According to ScienceDaily, Hsu explained that the brain can essentially convert information into the same encodings it uses to represent rewards like money, and that this applies to many different objects and experiences like a vacation, an excellent meal, a novel, or a painting. According to Hsu, the researchers can use this technique to tell how badly a person wants a piece of information, and then convert this a monetary amount.
The study didn’t set out to directly examine how constant exposure to digital information can be addictive, but it does provide some interesting insights into how some people can become addicted to checking their phones for notifications. Hsu suspects that the findings at least partially explain why people are so easily captured by clickbait. Hsu explained:
The way our brains respond to the anticipation of a pleasurable reward is an important reason why people are susceptible to clickbait. Just like junk food, this might be a situation where previously adaptive mechanisms get exploited now that we have unprecedented access to novel curiosities.
Are Our Measurements Off?
Even as research examining the addictive potential of digital information comes out, there are suggestions that the way we quantify smartphone addiction itself could be flawed.
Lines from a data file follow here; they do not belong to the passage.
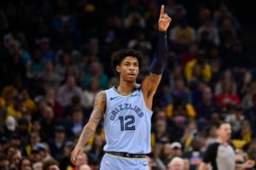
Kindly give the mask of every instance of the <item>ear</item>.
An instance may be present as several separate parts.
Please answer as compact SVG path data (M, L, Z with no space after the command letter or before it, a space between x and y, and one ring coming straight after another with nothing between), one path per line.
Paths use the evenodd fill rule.
M117 72L119 73L119 72L121 71L121 67L120 67L120 65L116 65L115 70L116 70Z

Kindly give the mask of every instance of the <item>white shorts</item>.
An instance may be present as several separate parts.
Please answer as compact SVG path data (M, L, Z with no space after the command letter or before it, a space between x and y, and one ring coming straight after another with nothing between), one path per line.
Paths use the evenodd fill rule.
M101 170L148 170L146 158L121 157L105 154L101 162Z

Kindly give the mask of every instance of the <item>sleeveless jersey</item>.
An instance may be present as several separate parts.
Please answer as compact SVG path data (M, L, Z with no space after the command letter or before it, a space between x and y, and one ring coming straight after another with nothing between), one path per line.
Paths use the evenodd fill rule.
M149 153L153 111L147 108L142 89L137 88L125 96L119 94L115 87L105 92L104 150Z

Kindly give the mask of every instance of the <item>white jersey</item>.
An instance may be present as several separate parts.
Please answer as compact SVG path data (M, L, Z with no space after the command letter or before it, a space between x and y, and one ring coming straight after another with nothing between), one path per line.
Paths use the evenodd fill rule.
M119 94L115 87L105 92L104 130L107 144L104 150L149 153L153 111L147 108L142 89L137 88L125 96Z

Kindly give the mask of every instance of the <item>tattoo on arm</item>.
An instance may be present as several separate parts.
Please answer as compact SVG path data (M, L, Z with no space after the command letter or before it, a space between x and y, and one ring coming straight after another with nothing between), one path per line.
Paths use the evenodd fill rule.
M88 123L84 128L81 135L79 137L79 145L84 146L89 139L93 136L96 127L103 117L105 106L107 103L106 93L99 93L94 102L94 109L90 117Z
M152 82L154 82L154 83L159 82L160 79L160 76L159 75L155 75L155 74L150 75L150 81Z

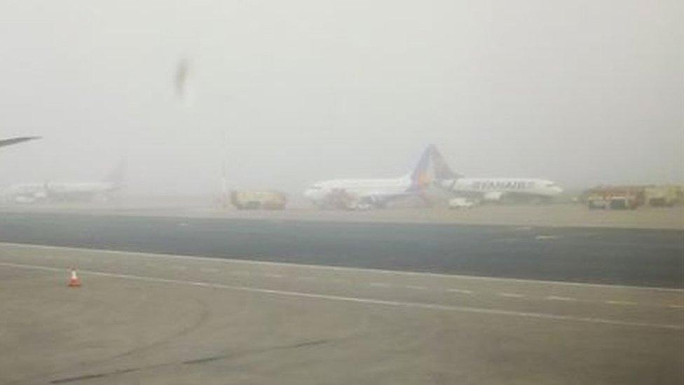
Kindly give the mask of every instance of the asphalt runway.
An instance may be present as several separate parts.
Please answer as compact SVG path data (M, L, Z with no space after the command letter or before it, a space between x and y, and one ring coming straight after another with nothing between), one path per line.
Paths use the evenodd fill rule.
M683 292L0 243L0 384L681 384Z
M684 232L9 213L0 241L681 288Z

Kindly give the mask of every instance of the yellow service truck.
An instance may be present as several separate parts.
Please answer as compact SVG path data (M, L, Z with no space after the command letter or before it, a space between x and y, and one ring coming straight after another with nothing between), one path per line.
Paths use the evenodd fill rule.
M231 203L238 210L283 210L287 199L280 191L233 190Z

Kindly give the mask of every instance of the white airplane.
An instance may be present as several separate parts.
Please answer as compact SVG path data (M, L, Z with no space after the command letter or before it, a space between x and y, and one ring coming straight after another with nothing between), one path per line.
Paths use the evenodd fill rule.
M421 196L430 184L427 168L435 147L428 146L409 174L396 178L344 179L315 183L304 196L323 208L367 209L384 207L400 197Z
M2 193L3 201L17 203L41 201L106 201L123 186L122 162L102 182L46 182L13 184Z
M537 178L468 178L451 170L439 151L432 153L435 163L433 185L453 195L486 201L505 197L528 201L549 201L563 192L554 182Z

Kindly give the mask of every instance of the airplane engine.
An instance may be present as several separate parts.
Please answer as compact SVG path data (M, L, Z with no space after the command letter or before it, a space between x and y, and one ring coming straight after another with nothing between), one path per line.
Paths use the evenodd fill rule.
M498 202L502 196L503 193L501 191L488 191L484 193L483 198L489 202Z

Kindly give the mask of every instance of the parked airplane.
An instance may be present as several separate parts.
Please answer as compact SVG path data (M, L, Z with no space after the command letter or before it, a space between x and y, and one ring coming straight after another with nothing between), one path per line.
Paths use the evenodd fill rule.
M325 180L310 186L304 196L321 208L348 209L384 207L400 197L422 196L430 182L427 168L434 151L434 146L428 146L413 170L404 176Z
M449 168L437 149L432 157L435 169L433 184L458 196L490 201L505 198L547 201L563 191L554 182L542 179L464 177Z
M34 140L35 139L40 139L39 136L24 136L20 137L11 137L10 139L0 139L0 147L4 147L5 146L11 146L12 144L16 144L17 143L21 143L22 142L27 142L28 140Z
M107 201L123 186L125 164L122 162L102 182L46 182L14 184L2 194L6 202L35 203L41 201Z

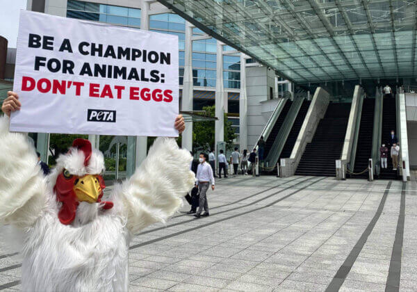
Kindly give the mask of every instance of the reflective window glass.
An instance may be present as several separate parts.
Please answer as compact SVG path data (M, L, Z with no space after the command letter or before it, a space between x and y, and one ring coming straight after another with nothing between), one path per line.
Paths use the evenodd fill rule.
M140 18L140 9L129 8L127 13L129 17Z
M74 10L84 10L85 2L81 1L70 0L67 3L67 9L73 9Z
M135 26L140 26L140 18L129 17L127 19L127 24Z
M115 24L127 25L127 17L109 15L107 15L107 22Z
Recently, a study conducted by psychologists in the UK found that the primary way of gathering data on smartphone addiction could be unreliable. The research was covered by ScienceAlert.
According to ScienceAlert, David Ellis from Lancaster University, was the first author on a new research paper which suggests that the self-reported assessments than most social scientists and psychologists rely upon are not accurate assessments of people’s usage of smartphones. Social psychologists tend to utilize self-reported assessments including interviews, questionnaires, and surveys, but these methods of data collection may be at odds with how people actually use their phones in day-to-day life.
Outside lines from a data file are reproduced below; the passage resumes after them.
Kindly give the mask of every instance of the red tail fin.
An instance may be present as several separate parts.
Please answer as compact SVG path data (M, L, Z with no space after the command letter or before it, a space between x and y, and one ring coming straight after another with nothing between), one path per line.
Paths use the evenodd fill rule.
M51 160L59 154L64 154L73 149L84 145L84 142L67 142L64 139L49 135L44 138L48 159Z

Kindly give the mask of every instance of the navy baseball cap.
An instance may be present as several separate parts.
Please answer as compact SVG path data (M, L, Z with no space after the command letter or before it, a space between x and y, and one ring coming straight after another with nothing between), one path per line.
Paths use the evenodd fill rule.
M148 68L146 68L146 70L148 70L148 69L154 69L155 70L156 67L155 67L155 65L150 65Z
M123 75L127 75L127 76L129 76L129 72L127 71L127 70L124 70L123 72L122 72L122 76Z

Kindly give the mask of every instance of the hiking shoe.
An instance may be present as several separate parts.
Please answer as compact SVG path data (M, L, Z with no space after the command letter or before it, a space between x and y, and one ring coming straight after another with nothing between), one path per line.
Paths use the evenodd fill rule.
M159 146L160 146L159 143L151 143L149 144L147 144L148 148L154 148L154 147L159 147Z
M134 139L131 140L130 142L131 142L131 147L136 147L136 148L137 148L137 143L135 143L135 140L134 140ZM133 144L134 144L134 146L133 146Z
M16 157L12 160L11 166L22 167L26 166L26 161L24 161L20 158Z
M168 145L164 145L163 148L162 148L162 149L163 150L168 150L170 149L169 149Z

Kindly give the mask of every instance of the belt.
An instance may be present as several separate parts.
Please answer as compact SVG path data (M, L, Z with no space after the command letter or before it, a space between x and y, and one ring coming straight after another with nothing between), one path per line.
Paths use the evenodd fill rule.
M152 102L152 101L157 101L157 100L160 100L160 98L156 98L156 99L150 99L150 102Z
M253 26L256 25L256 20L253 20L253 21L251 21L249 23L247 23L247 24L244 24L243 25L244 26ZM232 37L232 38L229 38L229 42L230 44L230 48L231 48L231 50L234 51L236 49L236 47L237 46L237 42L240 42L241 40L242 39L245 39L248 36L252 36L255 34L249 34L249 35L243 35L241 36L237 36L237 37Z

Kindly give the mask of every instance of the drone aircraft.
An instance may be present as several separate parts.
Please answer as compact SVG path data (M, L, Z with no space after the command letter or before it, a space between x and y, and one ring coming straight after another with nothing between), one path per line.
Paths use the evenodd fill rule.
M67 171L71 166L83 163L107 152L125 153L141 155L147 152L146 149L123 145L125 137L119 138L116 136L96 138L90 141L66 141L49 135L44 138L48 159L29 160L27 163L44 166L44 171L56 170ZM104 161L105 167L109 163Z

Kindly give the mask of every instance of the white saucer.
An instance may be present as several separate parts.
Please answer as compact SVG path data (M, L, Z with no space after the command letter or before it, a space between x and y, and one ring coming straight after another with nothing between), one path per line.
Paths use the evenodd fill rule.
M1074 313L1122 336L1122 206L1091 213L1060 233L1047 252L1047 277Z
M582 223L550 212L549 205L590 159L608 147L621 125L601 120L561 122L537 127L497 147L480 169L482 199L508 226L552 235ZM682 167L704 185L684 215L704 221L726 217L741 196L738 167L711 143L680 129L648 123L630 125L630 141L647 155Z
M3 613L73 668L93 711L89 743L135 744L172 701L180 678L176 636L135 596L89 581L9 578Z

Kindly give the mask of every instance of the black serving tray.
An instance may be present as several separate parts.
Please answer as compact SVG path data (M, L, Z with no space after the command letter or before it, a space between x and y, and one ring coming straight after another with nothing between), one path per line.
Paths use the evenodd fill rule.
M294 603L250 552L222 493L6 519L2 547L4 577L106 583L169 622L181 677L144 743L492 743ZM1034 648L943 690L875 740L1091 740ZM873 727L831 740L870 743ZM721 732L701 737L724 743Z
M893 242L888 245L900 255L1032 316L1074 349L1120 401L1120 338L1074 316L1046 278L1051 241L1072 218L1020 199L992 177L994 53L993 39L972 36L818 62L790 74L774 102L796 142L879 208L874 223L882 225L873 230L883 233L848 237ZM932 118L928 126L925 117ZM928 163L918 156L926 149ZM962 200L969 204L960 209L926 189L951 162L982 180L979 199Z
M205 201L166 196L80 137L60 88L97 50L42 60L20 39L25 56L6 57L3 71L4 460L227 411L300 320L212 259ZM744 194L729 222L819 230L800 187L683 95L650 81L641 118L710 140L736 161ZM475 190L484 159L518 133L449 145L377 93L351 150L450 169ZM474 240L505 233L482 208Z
According to the study, the majority of self-reported smartphone usage assessments do not accurately predict real-world behavior. The research team argued that the measures of addiction used to analyze the use of smartphone and other technologies haven’t been validated yet, at least not to the same level of validation that is applied to behavioral metrics of addiction in other non-technological fields.
The research team tracked 10 different digital addiction metrics, including problematic behavior and attachment, to see if these metrics could accurately predict an individual’s smartphone usage. The study asked around 240 participants to estimate the number of notifications they received during the day, and how long they spent on the phone every day. They were also instructed to answer a series of questions relating to smartphone addiction metrics. Data was collected on their smartphone usage using Apple’s Screen Time app. While there were a few correlations found between self-reported data and the actual behavior of the participants, quite often people’s self-reported usage was not correlated with the expected psychometric results, or with their actual smartphone usage patterns.
If the results of the study hold true in other contexts, it could cast a fair measure of doubt on research exploring the link between people’s psychological well-being and smartphone usage, particularly as many studies try to establish a link between personality attributes and patterns of smartphone/digital device usage.
“Errors of measurement here are so large that small effects detected in large-scale research involving estimates may be a component of statistical noise or a weak proxy for other psychological constructs,” explained the researchers.